IP Assets After Death (Part 1)

By Richard Stobbe

Can an inventor be granted a patent posthumously?

The answer is a clear yes, as illustrated by the experience of one well-known inventor: Steve Jobs is named as an inventor on hundreds of U.S. utility and design patents, over 140 of which have been awarded since his death in 2011. The Patent Act provides for a patent to issue after the death of the inventor, and the issued patent rights would be treated  like any other asset of the inventor’s estate.

The Patent Act refers to “legal representatives” of an inventor which includes “heirs, executors, …assigns,… and all other persons claiming through or under applicants for patents and patentees of inventions.”
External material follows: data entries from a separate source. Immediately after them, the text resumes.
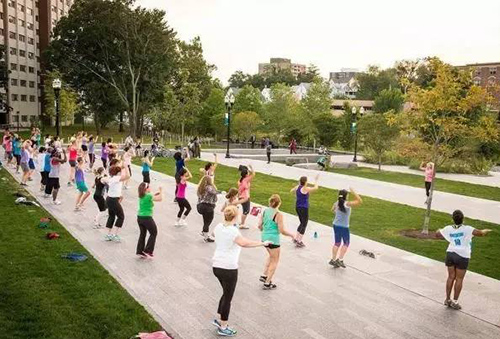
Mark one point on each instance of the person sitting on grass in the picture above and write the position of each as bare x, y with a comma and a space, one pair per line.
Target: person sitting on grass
458, 253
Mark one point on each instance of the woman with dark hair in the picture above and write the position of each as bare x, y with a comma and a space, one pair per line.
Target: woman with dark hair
271, 224
207, 199
302, 191
117, 175
458, 255
145, 220
342, 235
247, 175
181, 179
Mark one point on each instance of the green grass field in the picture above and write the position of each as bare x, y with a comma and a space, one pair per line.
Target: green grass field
443, 185
45, 296
376, 219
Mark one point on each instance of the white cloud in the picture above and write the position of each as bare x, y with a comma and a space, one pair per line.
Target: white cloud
238, 34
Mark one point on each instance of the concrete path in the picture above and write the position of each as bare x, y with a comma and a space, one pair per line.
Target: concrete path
475, 208
397, 295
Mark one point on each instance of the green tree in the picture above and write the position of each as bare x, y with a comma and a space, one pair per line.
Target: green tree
246, 124
127, 47
449, 113
377, 134
372, 82
387, 100
248, 99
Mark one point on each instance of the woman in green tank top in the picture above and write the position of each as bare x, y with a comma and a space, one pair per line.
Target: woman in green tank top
271, 225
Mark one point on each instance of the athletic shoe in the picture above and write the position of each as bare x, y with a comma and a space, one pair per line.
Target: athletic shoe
226, 332
269, 286
334, 263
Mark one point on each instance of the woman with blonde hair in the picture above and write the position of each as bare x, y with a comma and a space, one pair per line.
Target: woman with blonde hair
272, 225
207, 199
228, 241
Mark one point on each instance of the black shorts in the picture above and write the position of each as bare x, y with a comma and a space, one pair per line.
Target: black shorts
454, 260
101, 202
246, 207
53, 184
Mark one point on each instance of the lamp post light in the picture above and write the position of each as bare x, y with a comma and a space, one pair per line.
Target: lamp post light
56, 86
229, 101
354, 128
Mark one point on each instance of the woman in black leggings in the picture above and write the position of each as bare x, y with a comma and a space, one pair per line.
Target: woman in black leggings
228, 242
145, 220
207, 198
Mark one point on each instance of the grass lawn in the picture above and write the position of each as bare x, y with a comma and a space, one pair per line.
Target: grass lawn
443, 185
45, 296
376, 219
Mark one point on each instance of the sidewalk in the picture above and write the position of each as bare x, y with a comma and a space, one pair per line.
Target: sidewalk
397, 295
474, 208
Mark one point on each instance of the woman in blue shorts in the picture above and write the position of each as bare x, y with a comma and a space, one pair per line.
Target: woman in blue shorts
341, 233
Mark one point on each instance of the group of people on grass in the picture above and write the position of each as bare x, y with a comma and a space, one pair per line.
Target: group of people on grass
115, 173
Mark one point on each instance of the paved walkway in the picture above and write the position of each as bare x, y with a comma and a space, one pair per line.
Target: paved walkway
397, 295
475, 208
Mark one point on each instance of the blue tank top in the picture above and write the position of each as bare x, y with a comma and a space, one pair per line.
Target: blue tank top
341, 218
302, 199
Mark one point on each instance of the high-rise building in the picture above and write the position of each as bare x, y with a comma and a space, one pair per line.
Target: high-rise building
276, 64
25, 31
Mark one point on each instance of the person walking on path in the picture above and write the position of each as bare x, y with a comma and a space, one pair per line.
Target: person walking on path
429, 177
458, 253
53, 184
73, 154
302, 191
228, 241
117, 176
244, 184
293, 146
99, 190
207, 199
184, 207
146, 167
342, 209
81, 185
145, 220
272, 225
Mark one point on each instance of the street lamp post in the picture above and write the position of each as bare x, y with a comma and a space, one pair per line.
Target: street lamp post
229, 101
355, 129
56, 85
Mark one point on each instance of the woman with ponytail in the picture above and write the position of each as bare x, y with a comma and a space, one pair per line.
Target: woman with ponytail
342, 210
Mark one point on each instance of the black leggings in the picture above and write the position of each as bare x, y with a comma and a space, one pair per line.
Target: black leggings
146, 224
428, 187
228, 280
183, 204
115, 210
207, 211
303, 214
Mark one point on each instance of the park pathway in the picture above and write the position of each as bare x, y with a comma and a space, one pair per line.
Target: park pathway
474, 208
397, 295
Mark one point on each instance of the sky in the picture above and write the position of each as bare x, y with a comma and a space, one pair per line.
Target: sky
333, 34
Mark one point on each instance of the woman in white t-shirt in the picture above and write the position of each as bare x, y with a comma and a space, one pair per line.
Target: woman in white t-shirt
228, 241
458, 254
117, 175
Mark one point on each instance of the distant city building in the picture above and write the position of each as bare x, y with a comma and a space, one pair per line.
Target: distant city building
487, 75
276, 64
25, 32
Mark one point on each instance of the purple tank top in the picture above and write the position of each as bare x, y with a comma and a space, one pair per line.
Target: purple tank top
302, 199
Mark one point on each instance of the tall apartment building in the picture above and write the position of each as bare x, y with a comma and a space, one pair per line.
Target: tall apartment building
281, 64
25, 31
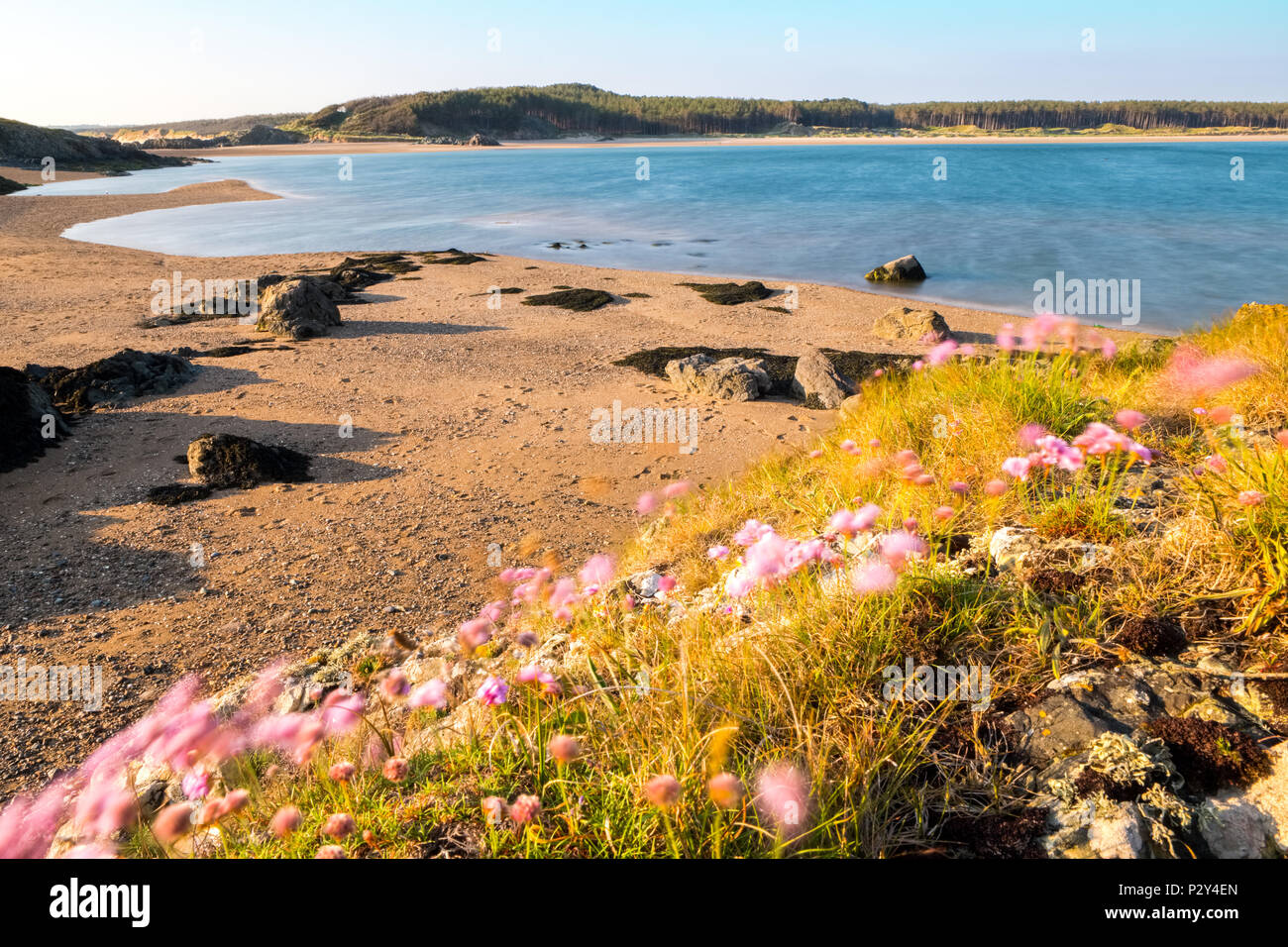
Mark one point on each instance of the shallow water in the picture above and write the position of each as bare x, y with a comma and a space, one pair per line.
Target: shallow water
1004, 218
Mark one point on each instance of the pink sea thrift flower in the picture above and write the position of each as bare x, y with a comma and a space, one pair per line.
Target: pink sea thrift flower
782, 797
662, 791
284, 821
394, 684
339, 825
524, 808
432, 693
493, 690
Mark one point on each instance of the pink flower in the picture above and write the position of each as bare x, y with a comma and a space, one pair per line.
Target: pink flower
524, 809
725, 789
339, 825
394, 684
342, 711
898, 548
872, 579
196, 785
284, 821
563, 749
782, 796
1192, 372
1017, 467
1128, 419
395, 770
492, 692
432, 693
662, 791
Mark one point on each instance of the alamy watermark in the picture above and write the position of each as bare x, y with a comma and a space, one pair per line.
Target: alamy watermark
1074, 296
24, 682
648, 425
934, 684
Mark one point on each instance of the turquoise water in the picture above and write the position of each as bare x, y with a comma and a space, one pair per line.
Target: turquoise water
1006, 217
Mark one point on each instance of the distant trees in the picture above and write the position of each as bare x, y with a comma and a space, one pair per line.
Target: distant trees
575, 107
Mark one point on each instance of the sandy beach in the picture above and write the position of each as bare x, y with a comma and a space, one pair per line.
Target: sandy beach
471, 436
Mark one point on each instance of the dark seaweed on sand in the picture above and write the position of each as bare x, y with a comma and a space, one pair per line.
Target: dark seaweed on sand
578, 300
782, 368
175, 493
730, 292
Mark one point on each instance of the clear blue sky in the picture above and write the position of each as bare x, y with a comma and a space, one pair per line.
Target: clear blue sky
154, 60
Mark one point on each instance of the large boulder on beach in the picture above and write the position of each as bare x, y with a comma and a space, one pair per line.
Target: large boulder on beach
296, 307
902, 324
29, 420
903, 269
228, 460
818, 381
729, 379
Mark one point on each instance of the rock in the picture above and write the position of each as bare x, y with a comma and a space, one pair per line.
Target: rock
227, 460
296, 307
903, 269
902, 324
1116, 831
818, 379
729, 379
26, 415
114, 380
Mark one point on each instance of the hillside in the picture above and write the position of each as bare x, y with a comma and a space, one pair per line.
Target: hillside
27, 146
554, 110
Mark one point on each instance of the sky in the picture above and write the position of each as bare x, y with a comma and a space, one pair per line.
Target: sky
88, 62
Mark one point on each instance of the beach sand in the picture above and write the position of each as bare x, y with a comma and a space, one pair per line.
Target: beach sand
471, 428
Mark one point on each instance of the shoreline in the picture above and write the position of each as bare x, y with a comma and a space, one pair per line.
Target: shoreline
471, 433
661, 142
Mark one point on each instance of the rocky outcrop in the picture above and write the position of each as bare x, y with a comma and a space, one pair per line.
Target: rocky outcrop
729, 379
228, 460
903, 324
114, 380
297, 307
903, 269
818, 381
29, 420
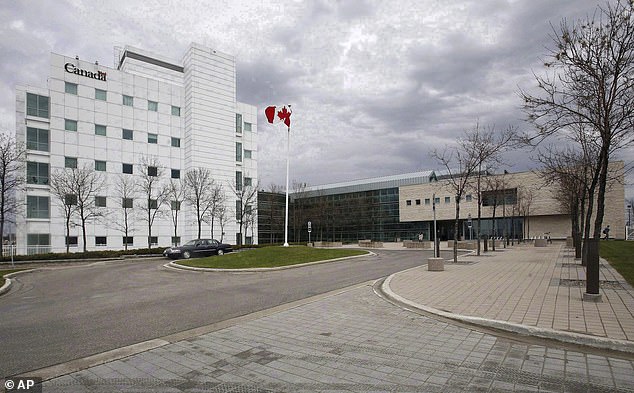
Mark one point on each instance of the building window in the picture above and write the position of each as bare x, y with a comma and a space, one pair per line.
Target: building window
101, 95
128, 101
238, 123
127, 168
127, 203
70, 88
100, 130
238, 152
70, 162
36, 139
100, 166
127, 134
70, 125
37, 207
36, 105
70, 200
36, 172
238, 180
100, 201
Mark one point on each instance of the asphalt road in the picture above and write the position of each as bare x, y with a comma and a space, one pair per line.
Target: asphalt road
53, 316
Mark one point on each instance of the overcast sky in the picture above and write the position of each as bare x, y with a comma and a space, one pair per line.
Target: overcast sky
374, 85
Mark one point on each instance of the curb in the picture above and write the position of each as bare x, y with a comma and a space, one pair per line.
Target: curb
174, 265
524, 330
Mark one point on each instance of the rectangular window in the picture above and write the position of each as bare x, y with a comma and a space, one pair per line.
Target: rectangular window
127, 168
70, 199
238, 180
36, 173
37, 207
238, 152
127, 134
100, 130
101, 95
70, 125
36, 139
128, 101
238, 123
70, 162
127, 203
37, 105
100, 166
100, 201
70, 88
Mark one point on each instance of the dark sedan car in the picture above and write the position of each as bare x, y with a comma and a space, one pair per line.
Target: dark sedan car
197, 248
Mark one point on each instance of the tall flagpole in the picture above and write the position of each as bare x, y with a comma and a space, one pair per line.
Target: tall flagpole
288, 153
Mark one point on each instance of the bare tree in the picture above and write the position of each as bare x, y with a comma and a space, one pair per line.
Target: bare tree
199, 187
153, 192
460, 164
61, 184
125, 190
12, 156
176, 196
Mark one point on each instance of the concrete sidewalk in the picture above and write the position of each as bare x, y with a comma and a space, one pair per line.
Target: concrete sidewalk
528, 290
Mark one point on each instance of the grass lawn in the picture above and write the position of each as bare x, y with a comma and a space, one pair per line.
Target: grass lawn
270, 257
620, 254
3, 272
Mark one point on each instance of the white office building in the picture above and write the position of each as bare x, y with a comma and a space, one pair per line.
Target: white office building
172, 116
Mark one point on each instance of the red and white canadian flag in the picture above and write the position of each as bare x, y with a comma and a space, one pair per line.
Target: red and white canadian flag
275, 114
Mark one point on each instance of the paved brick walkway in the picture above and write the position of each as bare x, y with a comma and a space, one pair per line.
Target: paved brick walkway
352, 342
533, 286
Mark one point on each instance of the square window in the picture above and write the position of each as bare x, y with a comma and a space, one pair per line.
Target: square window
36, 139
37, 105
128, 168
70, 88
101, 95
127, 134
70, 162
100, 201
70, 125
100, 166
100, 130
128, 100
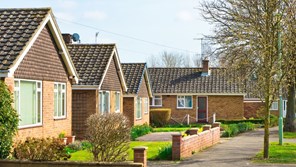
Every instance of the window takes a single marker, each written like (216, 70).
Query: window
(184, 102)
(156, 101)
(28, 102)
(59, 100)
(274, 106)
(117, 101)
(139, 108)
(146, 106)
(104, 103)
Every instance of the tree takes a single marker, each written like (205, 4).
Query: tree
(247, 34)
(109, 135)
(8, 121)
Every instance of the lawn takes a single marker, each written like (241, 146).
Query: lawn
(290, 135)
(152, 151)
(279, 154)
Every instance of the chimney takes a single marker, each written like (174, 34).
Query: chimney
(67, 38)
(205, 66)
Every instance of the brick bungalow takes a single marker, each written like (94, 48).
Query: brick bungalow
(36, 66)
(101, 85)
(199, 92)
(136, 99)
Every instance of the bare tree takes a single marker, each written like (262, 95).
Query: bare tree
(247, 34)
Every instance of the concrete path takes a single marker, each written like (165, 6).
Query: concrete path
(158, 136)
(231, 152)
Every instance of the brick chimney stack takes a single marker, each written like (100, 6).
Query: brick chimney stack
(67, 38)
(205, 66)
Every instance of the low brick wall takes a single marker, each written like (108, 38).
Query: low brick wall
(184, 147)
(11, 163)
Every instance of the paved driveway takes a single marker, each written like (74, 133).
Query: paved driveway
(232, 152)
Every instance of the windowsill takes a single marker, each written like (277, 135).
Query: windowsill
(30, 126)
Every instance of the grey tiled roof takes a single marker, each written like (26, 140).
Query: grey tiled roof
(90, 61)
(134, 75)
(17, 26)
(190, 80)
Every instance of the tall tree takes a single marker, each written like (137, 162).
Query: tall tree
(246, 32)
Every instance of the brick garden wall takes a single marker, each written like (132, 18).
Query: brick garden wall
(184, 147)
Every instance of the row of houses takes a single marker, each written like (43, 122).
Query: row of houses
(57, 84)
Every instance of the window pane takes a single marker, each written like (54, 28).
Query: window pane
(27, 103)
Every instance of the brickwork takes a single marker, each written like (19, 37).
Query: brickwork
(84, 104)
(183, 147)
(43, 61)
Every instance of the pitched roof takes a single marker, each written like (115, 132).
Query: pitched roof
(17, 26)
(190, 80)
(133, 74)
(92, 61)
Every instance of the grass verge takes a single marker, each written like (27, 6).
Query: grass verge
(152, 152)
(279, 154)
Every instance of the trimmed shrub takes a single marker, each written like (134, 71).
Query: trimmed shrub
(109, 135)
(44, 149)
(160, 116)
(8, 121)
(140, 130)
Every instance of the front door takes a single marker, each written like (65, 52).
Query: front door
(202, 109)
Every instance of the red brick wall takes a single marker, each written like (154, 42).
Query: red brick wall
(183, 147)
(84, 104)
(43, 61)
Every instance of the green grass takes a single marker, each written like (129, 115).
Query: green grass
(279, 154)
(290, 135)
(152, 151)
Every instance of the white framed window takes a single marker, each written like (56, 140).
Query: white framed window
(274, 106)
(60, 100)
(28, 102)
(104, 102)
(156, 100)
(146, 106)
(184, 101)
(139, 108)
(117, 101)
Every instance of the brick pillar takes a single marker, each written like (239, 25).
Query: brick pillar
(176, 146)
(206, 127)
(140, 155)
(193, 131)
(216, 124)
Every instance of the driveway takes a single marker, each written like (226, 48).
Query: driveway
(231, 152)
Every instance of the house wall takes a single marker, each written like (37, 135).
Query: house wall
(225, 107)
(44, 63)
(84, 104)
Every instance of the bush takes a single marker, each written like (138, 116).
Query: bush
(109, 135)
(35, 149)
(8, 120)
(140, 130)
(160, 117)
(165, 153)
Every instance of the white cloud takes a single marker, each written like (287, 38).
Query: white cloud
(185, 16)
(95, 15)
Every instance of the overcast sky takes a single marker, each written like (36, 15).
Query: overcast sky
(139, 28)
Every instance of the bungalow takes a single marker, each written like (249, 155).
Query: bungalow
(101, 85)
(197, 93)
(36, 66)
(136, 99)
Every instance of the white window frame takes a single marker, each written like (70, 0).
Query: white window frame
(180, 97)
(41, 98)
(119, 101)
(65, 100)
(153, 101)
(101, 91)
(138, 118)
(274, 106)
(146, 105)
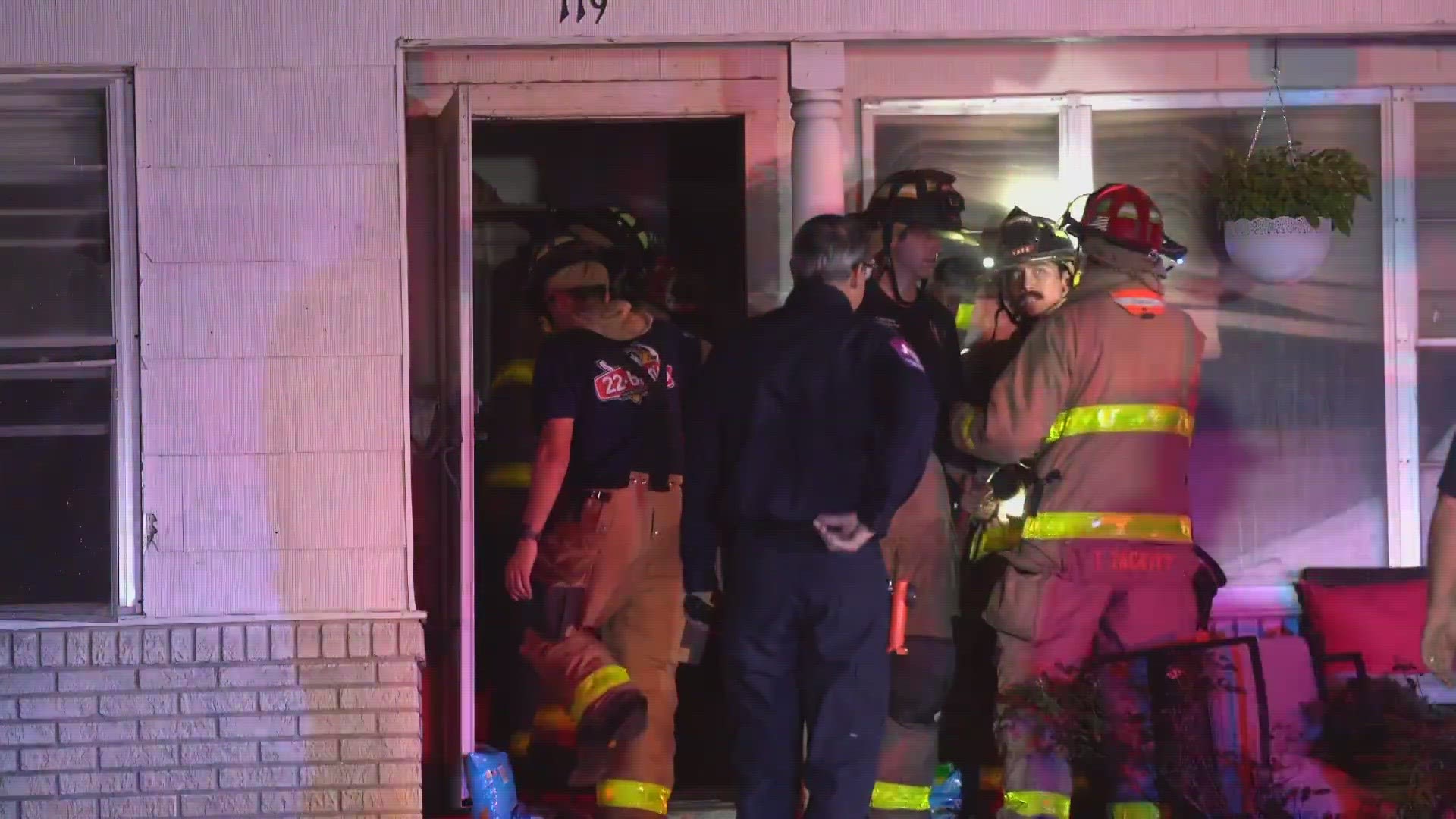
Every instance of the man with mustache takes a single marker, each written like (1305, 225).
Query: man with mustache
(1100, 401)
(1034, 264)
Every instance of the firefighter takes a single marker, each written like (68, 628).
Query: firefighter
(910, 213)
(631, 249)
(1101, 395)
(813, 428)
(626, 249)
(1034, 265)
(599, 547)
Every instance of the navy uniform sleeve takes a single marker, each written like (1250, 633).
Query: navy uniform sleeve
(1448, 483)
(951, 350)
(905, 423)
(702, 475)
(554, 394)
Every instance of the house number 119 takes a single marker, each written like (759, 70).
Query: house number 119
(582, 9)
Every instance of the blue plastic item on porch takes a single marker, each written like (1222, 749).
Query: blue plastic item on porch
(946, 795)
(491, 783)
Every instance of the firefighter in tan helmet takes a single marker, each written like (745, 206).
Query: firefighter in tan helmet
(598, 554)
(912, 213)
(1101, 400)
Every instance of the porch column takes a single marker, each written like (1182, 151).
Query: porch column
(816, 93)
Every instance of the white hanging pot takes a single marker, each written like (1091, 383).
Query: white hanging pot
(1277, 251)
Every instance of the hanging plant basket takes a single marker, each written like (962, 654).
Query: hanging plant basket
(1282, 205)
(1277, 251)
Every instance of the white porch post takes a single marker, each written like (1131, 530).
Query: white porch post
(816, 91)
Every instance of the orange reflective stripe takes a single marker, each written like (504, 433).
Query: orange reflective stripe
(1139, 300)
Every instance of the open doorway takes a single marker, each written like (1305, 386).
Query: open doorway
(685, 183)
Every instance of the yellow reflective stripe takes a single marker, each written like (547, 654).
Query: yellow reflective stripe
(554, 719)
(519, 372)
(598, 682)
(1122, 419)
(996, 538)
(1134, 811)
(628, 793)
(893, 796)
(1109, 526)
(965, 314)
(1038, 803)
(509, 477)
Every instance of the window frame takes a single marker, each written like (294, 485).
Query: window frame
(1408, 289)
(126, 368)
(1400, 286)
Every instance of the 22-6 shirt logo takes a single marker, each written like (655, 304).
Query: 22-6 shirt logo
(617, 384)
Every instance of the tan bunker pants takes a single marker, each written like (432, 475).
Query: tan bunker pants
(618, 668)
(921, 550)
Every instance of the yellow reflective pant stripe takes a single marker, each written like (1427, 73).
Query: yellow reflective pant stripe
(1109, 526)
(554, 719)
(509, 477)
(519, 372)
(598, 682)
(1038, 803)
(1122, 419)
(628, 793)
(893, 796)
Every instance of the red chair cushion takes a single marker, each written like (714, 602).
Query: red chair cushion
(1379, 621)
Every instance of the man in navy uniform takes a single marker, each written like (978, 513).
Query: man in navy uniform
(811, 430)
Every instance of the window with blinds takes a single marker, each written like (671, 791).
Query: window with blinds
(57, 349)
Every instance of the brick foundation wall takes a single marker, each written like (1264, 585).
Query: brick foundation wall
(283, 719)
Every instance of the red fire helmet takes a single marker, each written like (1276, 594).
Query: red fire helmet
(1126, 215)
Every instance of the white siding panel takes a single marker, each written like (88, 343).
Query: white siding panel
(270, 582)
(201, 117)
(201, 34)
(277, 502)
(273, 406)
(216, 34)
(595, 64)
(930, 18)
(237, 311)
(234, 215)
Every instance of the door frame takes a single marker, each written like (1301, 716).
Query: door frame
(767, 136)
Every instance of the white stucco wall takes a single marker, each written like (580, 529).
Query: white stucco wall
(273, 289)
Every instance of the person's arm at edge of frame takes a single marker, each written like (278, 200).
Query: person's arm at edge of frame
(701, 538)
(1025, 400)
(906, 417)
(555, 400)
(1439, 637)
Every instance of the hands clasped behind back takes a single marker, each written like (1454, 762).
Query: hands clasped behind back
(842, 532)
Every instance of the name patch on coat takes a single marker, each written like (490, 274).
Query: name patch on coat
(906, 353)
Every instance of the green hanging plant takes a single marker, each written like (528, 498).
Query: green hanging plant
(1288, 181)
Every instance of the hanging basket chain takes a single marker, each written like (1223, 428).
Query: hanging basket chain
(1277, 93)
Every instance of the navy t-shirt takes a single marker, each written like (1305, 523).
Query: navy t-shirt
(619, 428)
There are a few important implications here: A patent may be granted posthumously to the personal representatives of the estate of the deceased inventor.

This also means that executors of the estate of a deceased inventor are entitled to apply for and be granted a patent under the Act. Employers can also benefit from patent rights granted in the name of a deceased inventor, where those rights have been assigned under contract during the life of the inventor, such as a contract of employment.

The term of the patent rights remain the same: 20 years from the filing date, regardless of the date of death of the inventor.

There are well-established rules on filing protocols in the case of deceased inventors, in both national and international phase applications: make sure you seek experienced counsel when facing this situation.